Click to countries to navigate the digital globe to explore country demographics & guage city liveability on the Live Version
An application that provides an interactive clickable globe that can display data about countries and cities relative to travelers. Once a user clicks on a country, they are able to view essential information from the CIA World Factbook and NomadList.
Built with Rails - with a POSTGRESQL database -, D3.js, JavaScript, and SCSS
Clone down this repository. You will need Ruby and installed globally on your machine.
In console enter
bundle
In console enter:
rake db:{create, migrate, seed}
This will populate the countries from Cia World Factbook data stored locally.
`rails console
City.populate_cities
exit`
bundle
In console enter:
rake db:{create, migrate, seed}
This will populate the countries from Cia World Factbook data stored locally.
rails console City.populate_cities exit
rails s
localhost:3000
rspec
The goal of this project was to create a successful web application from a project idea. The idea was for this app to be able to solve an actual problem.
Because I love traveling so much, sometimes when you are researching places to visit, whether for vacation or for living, it's hard to find solid information that is consolidated in one place, that makes researching easier.
The idea behind this app was to build a hub of consolidated information for countries and cities worldwide. I wanted to provide some visuals for data representation and create a unique UI experience for users. Being able to spin up a world "globe" that allows you to click on countries was very challenging, since d3 requires such a high learning curve.
Overall, it has been awesome to see how so much data can come together in one place, that may lend lasting hours to a true wanderlust doing diligent research.

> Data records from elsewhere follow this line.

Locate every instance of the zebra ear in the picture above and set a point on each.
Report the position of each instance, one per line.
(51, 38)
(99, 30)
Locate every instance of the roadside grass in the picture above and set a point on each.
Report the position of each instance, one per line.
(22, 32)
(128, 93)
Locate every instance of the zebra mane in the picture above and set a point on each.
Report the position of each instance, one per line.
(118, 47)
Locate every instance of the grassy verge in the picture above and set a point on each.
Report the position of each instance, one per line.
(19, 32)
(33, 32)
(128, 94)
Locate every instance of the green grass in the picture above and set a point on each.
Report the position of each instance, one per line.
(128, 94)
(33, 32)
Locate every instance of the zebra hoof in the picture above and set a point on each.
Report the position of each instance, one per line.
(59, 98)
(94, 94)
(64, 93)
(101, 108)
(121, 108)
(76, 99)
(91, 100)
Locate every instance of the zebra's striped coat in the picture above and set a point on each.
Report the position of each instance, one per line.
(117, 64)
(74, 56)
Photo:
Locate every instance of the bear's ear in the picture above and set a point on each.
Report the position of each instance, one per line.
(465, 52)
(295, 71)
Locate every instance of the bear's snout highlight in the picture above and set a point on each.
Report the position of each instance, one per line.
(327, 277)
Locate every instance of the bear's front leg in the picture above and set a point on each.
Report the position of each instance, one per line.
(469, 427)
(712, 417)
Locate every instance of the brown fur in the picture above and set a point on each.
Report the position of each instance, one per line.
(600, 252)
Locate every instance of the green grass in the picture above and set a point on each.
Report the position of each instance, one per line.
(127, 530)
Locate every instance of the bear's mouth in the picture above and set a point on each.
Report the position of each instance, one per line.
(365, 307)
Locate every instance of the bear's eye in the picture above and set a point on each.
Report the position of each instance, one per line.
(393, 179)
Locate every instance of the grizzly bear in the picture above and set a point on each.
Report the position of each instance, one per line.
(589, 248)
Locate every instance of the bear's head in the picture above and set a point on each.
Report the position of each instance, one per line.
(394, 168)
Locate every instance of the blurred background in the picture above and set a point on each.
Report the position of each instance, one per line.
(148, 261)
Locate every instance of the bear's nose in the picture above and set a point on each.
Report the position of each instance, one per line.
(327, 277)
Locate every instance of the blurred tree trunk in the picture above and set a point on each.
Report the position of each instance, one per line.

We certainly ran into issues pushing up to Heroku as our project came to a close. Because of the immense amount of data that we are pulling in and rendering, we had to get creative with a true hosting source. Although Heroku is great for smaller apps, we ended up having to upgrade the account to be able to actually push everything up.
This was our two week long personal project during my Third Module at Turing School of Software and Design. The goal was to explore area's of interest.
I (@vidoseaver) reached out to @kswhyte who is also enrolled at in Turing but in the front end program. He too had a personal project due and so we decided to collaborate. I was to acquire the data and serve it for him to present with D3 and ES6.
Working with him came with its own set of challenges. From setting up a development environment to incorporating ES6 and SASS into rails.
To further add complications the Nomadlist api changed twice over the course of two weeks and ultimately stopped serving a lot of the information we were interested in. Luckily we had saved it on our Heroku server but that made remote database changes especially scary.
Mapping the data was interesting as well. Ultimately while exhausting it was a great learning experience. Between having a fragile legacy database, dealing with inconsistent data and different coding environments . I think this project probably modeled a lot of challenges that one comes across on the job.
At the end of the day, the technologies implemented in this project are Rails, Postrgresql, D3, and a significant amount of VanillaJS, AJAx, and CSS.